3rd Governor of Montana
- In office January 4, 1897 – January 7, 1901
- Lieutenant: Archibald E. Spriggs
- Preceded by: John Rickards
- Succeeded by: Joseph Toole

Personal details
- Born: December 29, 1854 Hickman County, Kentucky, U.S.
- Died: November 16, 1908 (aged 53) Kalispell, Montana, U.S.
- Party: Democratic, Populist
- Occupation: Attorney, politician

= Robert Burns Smith =

American politician

Robert Burns Smith (December 29, 1854 – November 16, 1908) was a Democratic politician. He served as the third Governor of Montana from 1897 to 1901.

==Biography==
Smith was born on a farm in Hickman County, Kentucky, and was educated in the local schools. At the age of twenty, he completed his education at the high school in Milburn, Kentucky, then taught in that school for one year. Moving to Charleston, Missouri in September 1876, he was elected principal of the Charleston Classical Academy until June 1877.

==Career==
In June 1877, Smith began reading law in the office of Colonel Edward Crossland in Mayfield, Kentucky.
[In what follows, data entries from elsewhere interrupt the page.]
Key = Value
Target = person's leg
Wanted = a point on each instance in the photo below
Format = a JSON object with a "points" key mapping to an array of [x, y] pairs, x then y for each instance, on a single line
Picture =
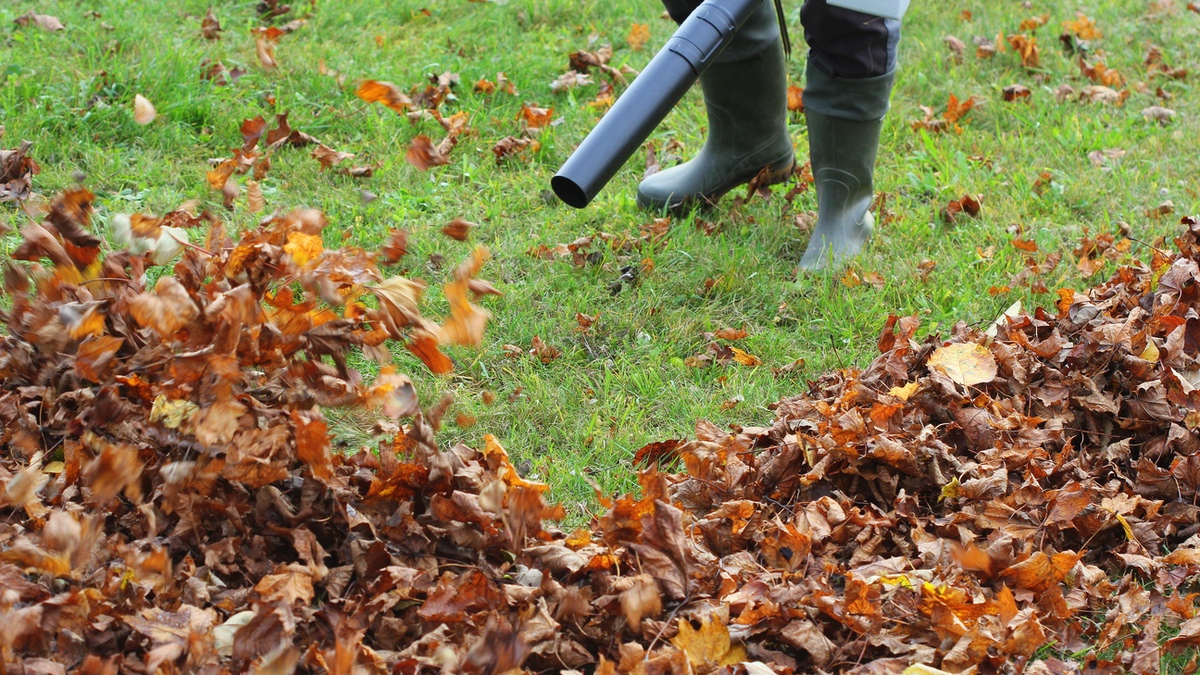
{"points": [[745, 97], [849, 78]]}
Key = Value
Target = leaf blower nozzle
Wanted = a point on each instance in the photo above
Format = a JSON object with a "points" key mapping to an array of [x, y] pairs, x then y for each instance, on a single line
{"points": [[660, 85]]}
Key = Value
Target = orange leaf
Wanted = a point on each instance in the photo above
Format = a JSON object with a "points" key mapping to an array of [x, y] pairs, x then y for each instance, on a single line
{"points": [[378, 91], [1039, 572]]}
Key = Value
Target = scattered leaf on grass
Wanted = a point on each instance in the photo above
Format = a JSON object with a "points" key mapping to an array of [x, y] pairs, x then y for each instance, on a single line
{"points": [[1017, 91], [45, 22], [210, 28], [459, 230]]}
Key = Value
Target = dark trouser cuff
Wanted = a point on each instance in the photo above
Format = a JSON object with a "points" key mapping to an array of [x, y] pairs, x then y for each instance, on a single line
{"points": [[859, 100]]}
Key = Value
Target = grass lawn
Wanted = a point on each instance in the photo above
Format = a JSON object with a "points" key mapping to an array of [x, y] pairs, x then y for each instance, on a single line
{"points": [[1048, 169]]}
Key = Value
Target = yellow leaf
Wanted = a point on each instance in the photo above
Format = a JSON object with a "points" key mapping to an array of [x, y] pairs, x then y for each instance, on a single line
{"points": [[949, 490], [637, 36], [1151, 352], [904, 393], [1123, 523], [901, 580], [922, 669], [965, 363], [709, 646], [143, 111], [304, 248], [171, 413], [745, 358]]}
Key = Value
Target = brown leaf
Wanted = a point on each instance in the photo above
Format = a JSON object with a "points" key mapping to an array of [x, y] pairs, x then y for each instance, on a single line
{"points": [[966, 363], [639, 34], [385, 93], [535, 117], [288, 584], [45, 22], [168, 310], [210, 28], [424, 155], [459, 230], [328, 156], [1039, 572], [1017, 91], [143, 111], [709, 646], [511, 145]]}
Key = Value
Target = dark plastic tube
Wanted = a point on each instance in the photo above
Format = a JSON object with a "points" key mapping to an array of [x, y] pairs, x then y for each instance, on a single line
{"points": [[652, 95]]}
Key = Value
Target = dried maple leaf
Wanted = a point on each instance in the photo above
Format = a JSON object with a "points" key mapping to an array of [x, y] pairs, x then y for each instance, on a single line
{"points": [[1041, 571], [459, 230], [795, 99], [639, 34], [424, 155], [255, 201], [534, 117], [1159, 114], [1083, 27], [568, 81], [17, 172], [1101, 73], [385, 93], [1017, 91], [708, 646], [966, 204], [167, 310], [966, 363], [1026, 47], [328, 156], [745, 358], [955, 46], [544, 352], [210, 28], [511, 145], [45, 22], [265, 39]]}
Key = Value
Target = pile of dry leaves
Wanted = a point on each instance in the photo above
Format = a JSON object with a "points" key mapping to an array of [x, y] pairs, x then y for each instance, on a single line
{"points": [[171, 502]]}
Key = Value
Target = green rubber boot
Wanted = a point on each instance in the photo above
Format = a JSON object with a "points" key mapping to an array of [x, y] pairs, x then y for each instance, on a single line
{"points": [[745, 97], [843, 153]]}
In October, he was admitted to the bar in Mayfield and began practicing law. He married Catherine Crossland and they had two children.

Smith moved to Dillon, Montana and practiced law from September 1882 to 1889. Then he moved to Helena, Montana, and formed a law partnership with Samuel Word. He was a member of the 1884 State Constitution Convention, U. S. District Attorney from 1885 to 1889, and city attorney of Helena in 1890.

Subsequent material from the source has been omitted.